Iain Duncan Smith implicitly acknowledges as much as he trawls Europe for bright notions to revive the NHS and the railways. Look chaps, I've got a wheeze from a Swedish hospital - or a French railway yard! Britain isn't best after all. Europe itself took a stride into the future last week which we underestimate at our peril. It wasn't so much that they ditched the francs, marks and pesetas: it was that they ditched them so smoothly, so efficiently, on cue. They pulled a lever and it worked. Now what about our own broken levers back at the ranch?

The worst thing about Mr Blair's missions-pretty-impossible is that they have to come coated with a patina of national pride. They seek to blend past glories with present imperatives in a way which hints at the recreation of an (intellectual) empire. That has a hollowness to it which doesn't work. But the message they send deserves contemplation.

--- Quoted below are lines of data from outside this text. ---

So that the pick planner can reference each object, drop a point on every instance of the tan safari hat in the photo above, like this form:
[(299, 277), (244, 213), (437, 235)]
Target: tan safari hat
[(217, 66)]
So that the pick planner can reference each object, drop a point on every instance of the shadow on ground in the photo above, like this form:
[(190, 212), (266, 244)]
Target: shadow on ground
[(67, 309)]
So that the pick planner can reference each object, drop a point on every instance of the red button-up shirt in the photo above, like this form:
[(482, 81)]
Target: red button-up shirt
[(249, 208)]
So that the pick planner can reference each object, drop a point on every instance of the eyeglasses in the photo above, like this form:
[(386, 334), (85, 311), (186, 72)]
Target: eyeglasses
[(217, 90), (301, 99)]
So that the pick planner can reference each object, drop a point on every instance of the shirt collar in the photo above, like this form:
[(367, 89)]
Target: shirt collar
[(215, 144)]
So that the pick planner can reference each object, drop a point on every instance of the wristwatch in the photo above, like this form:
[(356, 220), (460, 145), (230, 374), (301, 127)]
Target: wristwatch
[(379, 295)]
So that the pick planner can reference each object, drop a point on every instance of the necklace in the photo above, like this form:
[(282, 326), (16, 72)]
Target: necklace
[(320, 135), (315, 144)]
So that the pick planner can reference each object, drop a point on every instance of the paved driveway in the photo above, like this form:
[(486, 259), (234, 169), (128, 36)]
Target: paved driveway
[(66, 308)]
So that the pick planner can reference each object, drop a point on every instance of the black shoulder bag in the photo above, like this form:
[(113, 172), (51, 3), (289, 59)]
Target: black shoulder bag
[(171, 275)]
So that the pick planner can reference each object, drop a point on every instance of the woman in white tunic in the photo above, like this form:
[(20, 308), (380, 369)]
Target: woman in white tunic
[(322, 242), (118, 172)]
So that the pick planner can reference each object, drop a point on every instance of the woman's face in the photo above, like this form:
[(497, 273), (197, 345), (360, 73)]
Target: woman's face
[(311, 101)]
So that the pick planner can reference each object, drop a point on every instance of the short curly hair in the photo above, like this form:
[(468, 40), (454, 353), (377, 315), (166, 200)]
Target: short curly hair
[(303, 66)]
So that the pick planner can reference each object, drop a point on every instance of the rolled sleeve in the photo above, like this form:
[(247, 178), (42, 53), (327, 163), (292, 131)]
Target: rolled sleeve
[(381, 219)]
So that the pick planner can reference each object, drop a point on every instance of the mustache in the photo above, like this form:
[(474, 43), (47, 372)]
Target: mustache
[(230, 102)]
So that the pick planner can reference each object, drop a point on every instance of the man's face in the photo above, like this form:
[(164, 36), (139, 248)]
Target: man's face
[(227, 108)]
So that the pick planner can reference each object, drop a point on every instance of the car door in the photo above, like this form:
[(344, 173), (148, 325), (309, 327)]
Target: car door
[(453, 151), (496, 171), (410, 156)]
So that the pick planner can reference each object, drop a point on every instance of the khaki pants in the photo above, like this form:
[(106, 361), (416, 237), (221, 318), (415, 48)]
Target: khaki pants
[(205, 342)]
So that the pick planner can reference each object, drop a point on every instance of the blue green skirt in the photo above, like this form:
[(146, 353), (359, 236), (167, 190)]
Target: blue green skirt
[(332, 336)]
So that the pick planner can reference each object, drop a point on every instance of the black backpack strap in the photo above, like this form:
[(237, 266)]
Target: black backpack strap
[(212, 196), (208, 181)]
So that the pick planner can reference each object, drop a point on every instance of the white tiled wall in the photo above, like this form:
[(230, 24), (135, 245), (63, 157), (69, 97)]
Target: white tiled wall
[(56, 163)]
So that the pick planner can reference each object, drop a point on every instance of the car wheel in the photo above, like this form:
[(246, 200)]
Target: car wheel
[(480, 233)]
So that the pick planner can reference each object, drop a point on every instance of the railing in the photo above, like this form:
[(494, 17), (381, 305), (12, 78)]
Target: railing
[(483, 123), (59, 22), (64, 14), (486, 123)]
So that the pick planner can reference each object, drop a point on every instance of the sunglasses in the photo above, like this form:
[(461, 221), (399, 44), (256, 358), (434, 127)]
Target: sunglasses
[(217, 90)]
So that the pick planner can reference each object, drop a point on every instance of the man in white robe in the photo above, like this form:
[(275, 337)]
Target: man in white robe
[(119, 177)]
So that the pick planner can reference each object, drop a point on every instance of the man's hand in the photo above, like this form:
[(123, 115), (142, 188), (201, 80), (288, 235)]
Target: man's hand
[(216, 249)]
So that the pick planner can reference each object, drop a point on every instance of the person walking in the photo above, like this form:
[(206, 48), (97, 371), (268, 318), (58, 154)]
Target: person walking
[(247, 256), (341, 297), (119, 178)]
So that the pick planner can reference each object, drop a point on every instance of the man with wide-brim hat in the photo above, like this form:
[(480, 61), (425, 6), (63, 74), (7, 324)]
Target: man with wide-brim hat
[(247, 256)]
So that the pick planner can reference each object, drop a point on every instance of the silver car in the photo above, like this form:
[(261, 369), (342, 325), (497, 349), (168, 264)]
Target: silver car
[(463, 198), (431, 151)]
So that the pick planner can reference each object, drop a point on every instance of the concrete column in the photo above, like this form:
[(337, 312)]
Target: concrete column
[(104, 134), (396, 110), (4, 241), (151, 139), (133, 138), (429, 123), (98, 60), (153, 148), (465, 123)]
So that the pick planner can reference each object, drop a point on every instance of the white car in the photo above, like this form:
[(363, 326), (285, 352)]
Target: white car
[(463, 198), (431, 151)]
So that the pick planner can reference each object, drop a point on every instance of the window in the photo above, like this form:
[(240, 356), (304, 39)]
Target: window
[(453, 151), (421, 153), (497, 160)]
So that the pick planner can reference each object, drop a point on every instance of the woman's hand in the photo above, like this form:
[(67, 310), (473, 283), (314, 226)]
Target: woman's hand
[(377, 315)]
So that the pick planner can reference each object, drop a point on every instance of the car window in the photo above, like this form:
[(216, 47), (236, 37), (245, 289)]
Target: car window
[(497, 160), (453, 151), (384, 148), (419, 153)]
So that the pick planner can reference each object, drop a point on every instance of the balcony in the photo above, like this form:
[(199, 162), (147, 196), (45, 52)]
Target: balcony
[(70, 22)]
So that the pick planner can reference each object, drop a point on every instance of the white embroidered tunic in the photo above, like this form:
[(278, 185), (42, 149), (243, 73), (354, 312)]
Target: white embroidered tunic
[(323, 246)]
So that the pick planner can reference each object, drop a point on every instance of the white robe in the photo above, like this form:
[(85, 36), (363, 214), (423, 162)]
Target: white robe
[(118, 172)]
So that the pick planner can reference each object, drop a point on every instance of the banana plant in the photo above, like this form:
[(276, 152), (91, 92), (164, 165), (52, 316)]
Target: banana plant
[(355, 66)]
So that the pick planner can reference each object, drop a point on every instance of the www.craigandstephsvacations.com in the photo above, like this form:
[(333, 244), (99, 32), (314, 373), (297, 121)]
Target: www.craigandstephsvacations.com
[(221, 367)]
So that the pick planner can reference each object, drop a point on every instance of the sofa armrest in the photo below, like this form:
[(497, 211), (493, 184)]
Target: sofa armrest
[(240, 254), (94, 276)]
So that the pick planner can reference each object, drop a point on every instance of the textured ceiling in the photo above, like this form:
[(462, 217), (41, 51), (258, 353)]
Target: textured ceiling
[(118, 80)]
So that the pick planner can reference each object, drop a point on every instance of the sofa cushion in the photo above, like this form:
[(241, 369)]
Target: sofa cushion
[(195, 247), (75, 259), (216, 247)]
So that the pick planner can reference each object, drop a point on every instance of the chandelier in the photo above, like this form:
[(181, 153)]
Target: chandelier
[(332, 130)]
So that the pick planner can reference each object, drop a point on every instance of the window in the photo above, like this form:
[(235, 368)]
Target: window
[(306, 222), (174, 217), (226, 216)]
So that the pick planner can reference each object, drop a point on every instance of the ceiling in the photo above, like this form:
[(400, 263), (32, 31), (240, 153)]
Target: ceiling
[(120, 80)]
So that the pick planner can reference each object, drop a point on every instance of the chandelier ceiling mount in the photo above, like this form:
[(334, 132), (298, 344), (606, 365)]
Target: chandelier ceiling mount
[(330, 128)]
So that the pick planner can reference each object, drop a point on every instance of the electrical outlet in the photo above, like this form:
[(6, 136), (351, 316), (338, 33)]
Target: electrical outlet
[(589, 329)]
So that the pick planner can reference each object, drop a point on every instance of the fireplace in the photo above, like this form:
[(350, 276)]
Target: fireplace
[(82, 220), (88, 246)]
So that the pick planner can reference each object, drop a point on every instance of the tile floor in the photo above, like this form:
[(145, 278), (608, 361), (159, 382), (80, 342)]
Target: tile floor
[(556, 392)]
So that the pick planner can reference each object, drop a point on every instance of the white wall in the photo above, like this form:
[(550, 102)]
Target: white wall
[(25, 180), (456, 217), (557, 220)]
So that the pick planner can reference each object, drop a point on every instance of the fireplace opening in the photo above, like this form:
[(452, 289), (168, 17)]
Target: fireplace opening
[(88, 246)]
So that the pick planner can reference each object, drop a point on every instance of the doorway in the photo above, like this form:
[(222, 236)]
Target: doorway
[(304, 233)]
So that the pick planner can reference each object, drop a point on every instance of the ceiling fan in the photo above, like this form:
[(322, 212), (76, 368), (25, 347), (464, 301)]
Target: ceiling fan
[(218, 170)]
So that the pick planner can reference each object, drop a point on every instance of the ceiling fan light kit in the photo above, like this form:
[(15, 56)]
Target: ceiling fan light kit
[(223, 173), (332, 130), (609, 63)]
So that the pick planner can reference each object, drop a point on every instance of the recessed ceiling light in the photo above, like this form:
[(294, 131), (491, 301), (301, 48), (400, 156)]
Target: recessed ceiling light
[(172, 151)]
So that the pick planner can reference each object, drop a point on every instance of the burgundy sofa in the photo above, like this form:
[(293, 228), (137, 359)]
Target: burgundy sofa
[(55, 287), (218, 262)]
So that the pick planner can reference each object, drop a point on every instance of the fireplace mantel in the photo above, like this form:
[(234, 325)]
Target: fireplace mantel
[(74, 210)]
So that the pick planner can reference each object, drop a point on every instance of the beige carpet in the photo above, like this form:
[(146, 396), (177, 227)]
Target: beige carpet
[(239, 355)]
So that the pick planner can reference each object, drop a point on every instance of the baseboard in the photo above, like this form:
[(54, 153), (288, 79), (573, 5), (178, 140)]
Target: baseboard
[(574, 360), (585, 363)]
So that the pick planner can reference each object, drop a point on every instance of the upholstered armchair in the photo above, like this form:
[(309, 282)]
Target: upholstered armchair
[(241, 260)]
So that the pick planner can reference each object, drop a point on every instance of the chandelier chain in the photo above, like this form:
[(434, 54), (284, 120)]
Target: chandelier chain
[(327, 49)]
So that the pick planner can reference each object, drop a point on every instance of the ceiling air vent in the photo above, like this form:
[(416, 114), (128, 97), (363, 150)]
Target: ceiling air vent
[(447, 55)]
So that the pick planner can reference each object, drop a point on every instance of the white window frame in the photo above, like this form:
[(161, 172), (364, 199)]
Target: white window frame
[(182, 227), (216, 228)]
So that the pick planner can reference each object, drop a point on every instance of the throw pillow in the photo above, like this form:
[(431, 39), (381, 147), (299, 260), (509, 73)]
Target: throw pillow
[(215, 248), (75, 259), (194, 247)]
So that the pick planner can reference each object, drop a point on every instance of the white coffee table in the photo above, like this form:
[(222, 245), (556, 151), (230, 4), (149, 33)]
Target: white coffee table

There is no "domestic" policy now - against terrorism, for a buoyant economy, for health, education or racial harmony - which doesn't have an insistent "foreign" dimension. Ask Osama bin Laden; ask the Federal Reserve and the European Central Bank; ask the Swedish health ministry or the German finance ministry; ask them on the streets of Southall. This isn't a New Labour idea being trendily foisted on a country at ease with itself. It is a concept that the government we happen to have is finding out for itself, from events, dangers and failures.

Tony Blair has become a pilgrim. He's attempting to tell us something. He is, in his fashion, discovering the world and trying to relate us and our attitudes to it. A long road to travel - and many tonnes of newsprint on the national readership survey. But this pilgrim is trying to talk about progress.